We can also check the sequences (`SeqRecord`) available in the alignment

In [3]:
for align in alignment:
    print(align.seq)

AINRNTQQLTQDLRAMPNWSLRFVYIVDRNNQDLLKRPLPPGIMVLAPRLTAKHPYDKVQDRNRK
AVNATEREFTERIRTLPHWARRNVFVLDSQGFEIFDRELPSPVADLMRKLDLDRPFKKLERKNRT
MQNTPAERLPAIIEKAKSKHDINVWLLDRQGRDLLEQRVPAKVATVANQLRGRKRRAFARHREGP
ARRHGQEYFQQWLERQPKKVKEQVFAVDQFGRELLGRPLPEDMAPMLIALNYRNRESHAQVDKKP
TRRHGPESFRFWLERQPVEARDRIYAIDRSGAEILDRPIPRGMAPLFKVLSFRNREDQGLVNNKP


## Multiple Alignments

In general, most of the sequence alignment files contain single alignment data and it is enough to use **read** method to parse it. If the input sequence alignment format contains more than one sequence alignment, then we need to use **parse** method instead 

In [4]:
from Bio.AlignIO import parse
with open('PF18225.alignment.seed', 'r') as file:
    alignments = parse(file, 'stockholm')
    print(alignments)
    for alignment in alignments:
        print(alignment)

<generator object parse at 0x0000028C20E3AAC0>
Alignment with 5 rows and 65 columns
AINRNTQQLTQDLRAMPNWSLRFVYIVDRNNQDLLKRPLPPGIM...NRK B3PFT7_CELJU/62-126
AVNATEREFTERIRTLPHWARRNVFVLDSQGFEIFDRELPSPVA...NRT K4KEM7_SIMAS/61-125
MQNTPAERLPAIIEKAKSKHDINVWLLDRQGRDLLEQRVPAKVA...EGP B7RZ31_9GAMM/59-123
ARRHGQEYFQQWLERQPKKVKEQVFAVDQFGRELLGRPLPEDMA...KKP A0A143HL37_MICTH/57-121
TRRHGPESFRFWLERQPVEARDRIYAIDRSGAEILDRPIPRGMA...NKP A0A0X3UC67_9GAMM/57-121


## Pairwise Sequence Alignment

**Pairwise sequence alignment** compares only to sequences at a time and provides best possible sequence alignments. **Pairwise** is easy to understand and exceptional to infer from resulting sequence alignment.
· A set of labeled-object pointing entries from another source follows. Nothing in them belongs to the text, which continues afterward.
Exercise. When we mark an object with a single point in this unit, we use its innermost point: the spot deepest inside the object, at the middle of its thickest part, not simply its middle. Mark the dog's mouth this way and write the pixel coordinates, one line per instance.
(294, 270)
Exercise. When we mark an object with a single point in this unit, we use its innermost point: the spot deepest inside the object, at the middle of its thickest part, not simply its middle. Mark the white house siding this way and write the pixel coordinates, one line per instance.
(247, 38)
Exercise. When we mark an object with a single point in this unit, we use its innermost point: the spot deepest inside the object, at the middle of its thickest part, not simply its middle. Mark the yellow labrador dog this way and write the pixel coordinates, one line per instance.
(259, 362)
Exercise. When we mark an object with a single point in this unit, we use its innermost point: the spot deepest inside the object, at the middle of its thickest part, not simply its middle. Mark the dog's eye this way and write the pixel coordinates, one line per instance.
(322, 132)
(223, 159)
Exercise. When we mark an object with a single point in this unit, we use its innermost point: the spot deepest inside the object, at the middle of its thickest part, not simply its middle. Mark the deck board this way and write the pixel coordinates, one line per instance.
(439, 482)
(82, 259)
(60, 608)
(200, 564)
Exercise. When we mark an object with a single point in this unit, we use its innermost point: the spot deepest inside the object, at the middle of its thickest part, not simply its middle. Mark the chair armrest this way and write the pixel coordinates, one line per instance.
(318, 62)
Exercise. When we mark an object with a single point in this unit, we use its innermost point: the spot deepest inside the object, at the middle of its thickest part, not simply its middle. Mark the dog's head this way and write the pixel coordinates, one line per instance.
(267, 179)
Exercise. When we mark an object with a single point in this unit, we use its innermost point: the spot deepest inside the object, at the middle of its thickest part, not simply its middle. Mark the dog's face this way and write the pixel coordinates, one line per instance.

BioPython provides a special module `Bio.pairwise2` to identify alignment sequence using pairwise method. BioPython applies the best algorithm to find the alignment sequence and it is on par with other software.

In [5]:
from Bio import pairwise2
from Bio.Seq import Seq
seq1 = Seq("ACCGGT")
seq2 = Seq("ACGT")



In [6]:
alignments = pairwise2.align.globalxx(seq1, seq2)
alignments

[Alignment(seqA='ACCGGT', seqB='A-C-GT', score=4.0, start=0, end=6),
 Alignment(seqA='ACCGGT', seqB='AC--GT', score=4.0, start=0, end=6),
 Alignment(seqA='ACCGGT', seqB='A-CG-T', score=4.0, start=0, end=6),
 Alignment(seqA='ACCGGT', seqB='AC-G-T', score=4.0, start=0, end=6)]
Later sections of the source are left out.